Not surprisingly, I didn't really take to the book. It seemed to symbolise all that I'd lost and I relegated it to the top shelf of cookery books - the home of the books that I don't use all that often. It was a couple of years later when I was having a clear-out that I first looked at it with an open mind.
There's a quote from Delia Smith on the front cover "One of my very favourite cookery writers". He's one of my favourites too, along with Elizabeth David and Jane Grigson. Delia Smith taught me cookery techniques and supplied some fool-proof recipes, but it was Elizabeth, Jane and Nigel who taught me to cook and to appreciate good food. He's currently food editor for The Observer and the main reason why I continue to buy the paper each week. I feel absurdly cheated when he's on holiday.
"The 30-Minute Cook" is the last in a series of three books with the common aim of producing good food in less than thirty minutes. "Real Fast Food" and "Real Fast Puddings" had a distinctly European flavour, but "The 30-Minute Cook" looks predominantly to the rest of the world for inspiration. Strangely enough he avoids North America, pointing out that he had to draw the line somewhere, but doesn't explain why!
We begin with a look at the range of basic ingredients. Nigel's love of food shines through as he talks of "tender, sweet, peppery Italian basil" and the "dark, shiny green leaves of the knobbly Kaffir lime". Most of the ingredients were available in the larger supermarkets when the book was written some ten or more years ago, but you should have no problem now even in the smaller branches.

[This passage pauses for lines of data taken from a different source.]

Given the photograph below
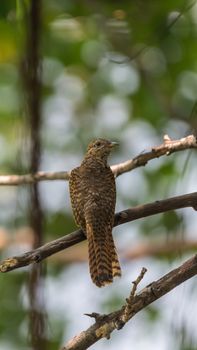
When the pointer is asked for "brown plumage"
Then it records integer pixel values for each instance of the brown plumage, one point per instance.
(93, 199)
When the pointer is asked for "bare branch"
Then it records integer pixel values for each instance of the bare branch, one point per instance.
(106, 324)
(166, 148)
(127, 310)
(141, 211)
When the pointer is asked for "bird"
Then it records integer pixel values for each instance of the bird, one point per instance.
(93, 198)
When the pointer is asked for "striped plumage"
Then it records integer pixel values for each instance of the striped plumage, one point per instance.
(93, 198)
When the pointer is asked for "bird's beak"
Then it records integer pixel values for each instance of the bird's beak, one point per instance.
(113, 144)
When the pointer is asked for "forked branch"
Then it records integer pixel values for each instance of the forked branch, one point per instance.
(141, 211)
(105, 324)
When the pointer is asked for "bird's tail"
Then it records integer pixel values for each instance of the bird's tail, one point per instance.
(103, 259)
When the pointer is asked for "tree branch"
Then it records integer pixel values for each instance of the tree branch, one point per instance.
(106, 324)
(127, 215)
(166, 148)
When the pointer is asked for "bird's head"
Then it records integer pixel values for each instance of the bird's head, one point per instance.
(100, 148)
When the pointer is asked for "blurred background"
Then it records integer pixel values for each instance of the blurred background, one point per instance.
(125, 71)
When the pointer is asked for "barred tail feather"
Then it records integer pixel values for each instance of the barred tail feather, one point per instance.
(116, 269)
(99, 258)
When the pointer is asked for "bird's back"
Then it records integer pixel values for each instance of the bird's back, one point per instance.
(93, 199)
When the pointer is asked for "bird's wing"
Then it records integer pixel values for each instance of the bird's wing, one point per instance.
(77, 198)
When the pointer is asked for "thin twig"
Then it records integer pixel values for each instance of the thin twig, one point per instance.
(106, 325)
(126, 314)
(141, 211)
(166, 148)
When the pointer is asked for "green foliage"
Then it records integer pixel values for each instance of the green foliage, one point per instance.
(126, 71)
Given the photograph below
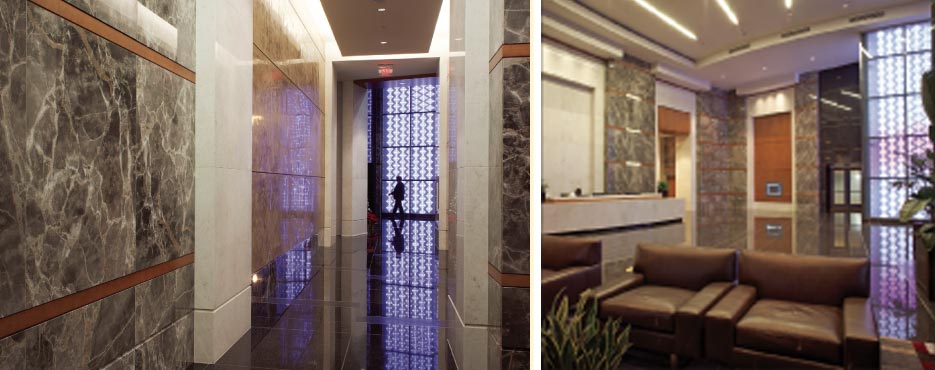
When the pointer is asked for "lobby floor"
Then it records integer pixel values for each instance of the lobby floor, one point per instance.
(357, 305)
(902, 315)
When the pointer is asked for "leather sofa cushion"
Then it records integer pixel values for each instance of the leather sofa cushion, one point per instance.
(559, 252)
(689, 268)
(649, 307)
(793, 329)
(806, 279)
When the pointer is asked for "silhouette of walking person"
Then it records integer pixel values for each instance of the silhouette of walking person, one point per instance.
(399, 241)
(399, 193)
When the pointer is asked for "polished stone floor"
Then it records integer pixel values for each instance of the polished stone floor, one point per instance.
(902, 314)
(367, 303)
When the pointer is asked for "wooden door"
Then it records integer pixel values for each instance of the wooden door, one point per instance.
(772, 158)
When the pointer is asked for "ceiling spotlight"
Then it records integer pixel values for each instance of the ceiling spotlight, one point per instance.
(727, 10)
(667, 19)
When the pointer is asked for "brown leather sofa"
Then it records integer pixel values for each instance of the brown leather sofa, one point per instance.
(569, 263)
(795, 312)
(665, 298)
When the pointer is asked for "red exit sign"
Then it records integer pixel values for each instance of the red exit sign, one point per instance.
(385, 70)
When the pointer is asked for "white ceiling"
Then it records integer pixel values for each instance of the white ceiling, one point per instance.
(406, 26)
(758, 18)
(832, 41)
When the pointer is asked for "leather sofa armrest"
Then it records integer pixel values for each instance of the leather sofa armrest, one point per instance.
(861, 340)
(627, 282)
(720, 322)
(689, 318)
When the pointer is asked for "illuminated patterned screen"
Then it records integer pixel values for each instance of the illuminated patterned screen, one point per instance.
(895, 59)
(410, 143)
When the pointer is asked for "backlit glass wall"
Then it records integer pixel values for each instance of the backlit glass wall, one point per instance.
(410, 143)
(894, 60)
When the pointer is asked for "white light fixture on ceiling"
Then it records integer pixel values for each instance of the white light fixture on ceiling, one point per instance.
(667, 19)
(727, 10)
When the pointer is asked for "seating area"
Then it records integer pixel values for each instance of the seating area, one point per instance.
(747, 309)
(569, 267)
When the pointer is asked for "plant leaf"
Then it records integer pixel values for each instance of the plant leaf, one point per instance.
(911, 207)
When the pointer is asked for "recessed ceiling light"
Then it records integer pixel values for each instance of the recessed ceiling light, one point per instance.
(667, 19)
(727, 10)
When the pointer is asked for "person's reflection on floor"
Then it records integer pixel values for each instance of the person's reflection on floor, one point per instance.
(399, 242)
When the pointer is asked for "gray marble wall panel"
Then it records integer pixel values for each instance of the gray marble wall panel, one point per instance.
(114, 330)
(516, 306)
(516, 21)
(622, 178)
(166, 26)
(722, 164)
(807, 169)
(99, 149)
(624, 145)
(631, 126)
(515, 140)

We start the recipes proper with a look at vegetables, working through them alphabetically. Forget dull vegetables though and think of baked asparagus with pancetta, or hot aubergine and cheese sandwiches, where the aubergine takes the place of bread. I can personally recommend the roast new potatoes with mushrooms and breadcrumbs - it's delicious served with sausages for a main meal or on its own for a light lunch. Best of all though is the mixed vegetable korma. Nigel describes it as "fragrant, mild and creamy". It's delicious too.

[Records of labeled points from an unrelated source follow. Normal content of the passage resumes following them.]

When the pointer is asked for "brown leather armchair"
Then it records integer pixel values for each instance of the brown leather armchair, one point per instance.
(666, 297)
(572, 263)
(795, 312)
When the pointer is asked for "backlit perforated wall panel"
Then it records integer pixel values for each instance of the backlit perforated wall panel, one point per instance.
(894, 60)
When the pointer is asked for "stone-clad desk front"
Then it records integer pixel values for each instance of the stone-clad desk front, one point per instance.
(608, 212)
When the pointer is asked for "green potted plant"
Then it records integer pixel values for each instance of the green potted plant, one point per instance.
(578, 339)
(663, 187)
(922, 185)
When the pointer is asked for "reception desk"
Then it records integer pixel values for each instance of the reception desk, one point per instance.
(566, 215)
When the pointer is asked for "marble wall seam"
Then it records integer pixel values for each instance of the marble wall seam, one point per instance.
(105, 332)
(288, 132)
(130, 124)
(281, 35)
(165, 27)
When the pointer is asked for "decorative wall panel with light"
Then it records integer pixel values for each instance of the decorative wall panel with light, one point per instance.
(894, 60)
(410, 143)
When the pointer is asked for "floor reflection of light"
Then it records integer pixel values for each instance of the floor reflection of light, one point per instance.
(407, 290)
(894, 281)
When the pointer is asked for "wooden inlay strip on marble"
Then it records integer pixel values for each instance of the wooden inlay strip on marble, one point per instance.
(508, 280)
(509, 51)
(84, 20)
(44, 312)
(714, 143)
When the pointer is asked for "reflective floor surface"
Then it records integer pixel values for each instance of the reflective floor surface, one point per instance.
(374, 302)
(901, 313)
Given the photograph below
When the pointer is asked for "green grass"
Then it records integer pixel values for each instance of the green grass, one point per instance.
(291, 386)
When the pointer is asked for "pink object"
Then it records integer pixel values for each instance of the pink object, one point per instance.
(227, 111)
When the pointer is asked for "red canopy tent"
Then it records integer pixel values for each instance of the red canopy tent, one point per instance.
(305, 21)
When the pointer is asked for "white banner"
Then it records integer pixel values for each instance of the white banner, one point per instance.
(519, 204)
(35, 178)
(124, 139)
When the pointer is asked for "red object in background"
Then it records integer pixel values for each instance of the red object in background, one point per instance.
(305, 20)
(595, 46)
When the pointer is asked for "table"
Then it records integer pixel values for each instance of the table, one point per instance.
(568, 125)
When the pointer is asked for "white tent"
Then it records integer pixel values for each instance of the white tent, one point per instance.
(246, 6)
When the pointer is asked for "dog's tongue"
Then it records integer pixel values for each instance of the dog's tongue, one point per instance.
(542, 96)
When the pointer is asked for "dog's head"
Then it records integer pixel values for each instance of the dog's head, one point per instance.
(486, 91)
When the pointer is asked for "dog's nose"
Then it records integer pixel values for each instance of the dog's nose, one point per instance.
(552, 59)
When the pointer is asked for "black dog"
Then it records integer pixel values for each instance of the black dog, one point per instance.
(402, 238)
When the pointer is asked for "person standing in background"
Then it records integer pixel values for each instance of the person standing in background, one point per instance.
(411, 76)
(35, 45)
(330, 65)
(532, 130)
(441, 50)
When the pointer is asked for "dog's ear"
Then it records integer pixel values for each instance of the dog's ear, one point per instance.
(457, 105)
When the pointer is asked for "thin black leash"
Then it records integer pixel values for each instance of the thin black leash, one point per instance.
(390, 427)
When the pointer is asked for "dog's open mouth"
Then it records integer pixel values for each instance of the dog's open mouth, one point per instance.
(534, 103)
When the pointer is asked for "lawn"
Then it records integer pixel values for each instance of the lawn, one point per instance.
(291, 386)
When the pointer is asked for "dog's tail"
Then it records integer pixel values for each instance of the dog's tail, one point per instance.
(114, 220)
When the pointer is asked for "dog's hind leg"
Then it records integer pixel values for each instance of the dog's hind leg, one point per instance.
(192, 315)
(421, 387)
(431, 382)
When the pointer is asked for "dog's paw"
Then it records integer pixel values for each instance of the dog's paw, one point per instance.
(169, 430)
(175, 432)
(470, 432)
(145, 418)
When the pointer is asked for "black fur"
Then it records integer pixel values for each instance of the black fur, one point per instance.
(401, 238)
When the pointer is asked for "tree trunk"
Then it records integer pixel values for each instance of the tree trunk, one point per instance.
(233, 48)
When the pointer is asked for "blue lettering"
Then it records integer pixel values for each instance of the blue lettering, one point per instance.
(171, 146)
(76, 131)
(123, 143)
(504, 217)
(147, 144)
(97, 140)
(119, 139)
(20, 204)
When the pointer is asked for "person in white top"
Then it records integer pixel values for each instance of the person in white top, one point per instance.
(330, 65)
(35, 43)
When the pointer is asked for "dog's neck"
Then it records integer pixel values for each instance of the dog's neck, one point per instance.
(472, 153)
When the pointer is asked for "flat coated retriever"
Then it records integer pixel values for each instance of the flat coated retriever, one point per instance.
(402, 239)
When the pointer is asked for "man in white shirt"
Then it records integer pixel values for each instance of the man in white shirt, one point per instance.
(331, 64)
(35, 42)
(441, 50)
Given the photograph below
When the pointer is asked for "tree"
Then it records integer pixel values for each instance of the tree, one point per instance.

I love the salads. I'm not normally a fan of goat's cheese, but I can recommend the goat's cheese and fruit salad. I've done it using strawberries, figs and melon as the fruit and it was little short of sublime. If you want something for a cooler day, you could try the warm salad of potatoes, prosciutto and parsley. It makes a good weekend lunch for us.
I've only used one of the recipes from the chapter on pasta. I've made pasta meals so often that I don't actually need a recipe book, but I have made the pasta with roast garlic, mushrooms and cream. The taste was excellent, but with four cloves of garlic per person the effects did linger!
From the chapter on fish the herbed salmon with garlic cream sauce is a favourite. The garlic isn't so pronounced here as there's only one clove between two people. Nigel suggests serving this with some new potatoes and green beans and I don't think this combination can be beaten, although I have resorted to frozen peas in an emergency! Everything can be done in the length of time that it takes to cook the potatoes.
I've avoided the chapter on shellfish for medical reasons, but "Chicken, Game and Other Good Things" has been well used. Chow Mein is good for using up left-overs of cold meat or chicken (although Nigel asks us to "remember that chow mein is not Chinese for dustbin") and crisp, spiced grilled chicken can be eaten as finger food. Favourite though is the chicken with garlic, cider and cream. There's a lot of garlic in this too, but somehow it doesn't quite have the same after-effect as the pasta dish.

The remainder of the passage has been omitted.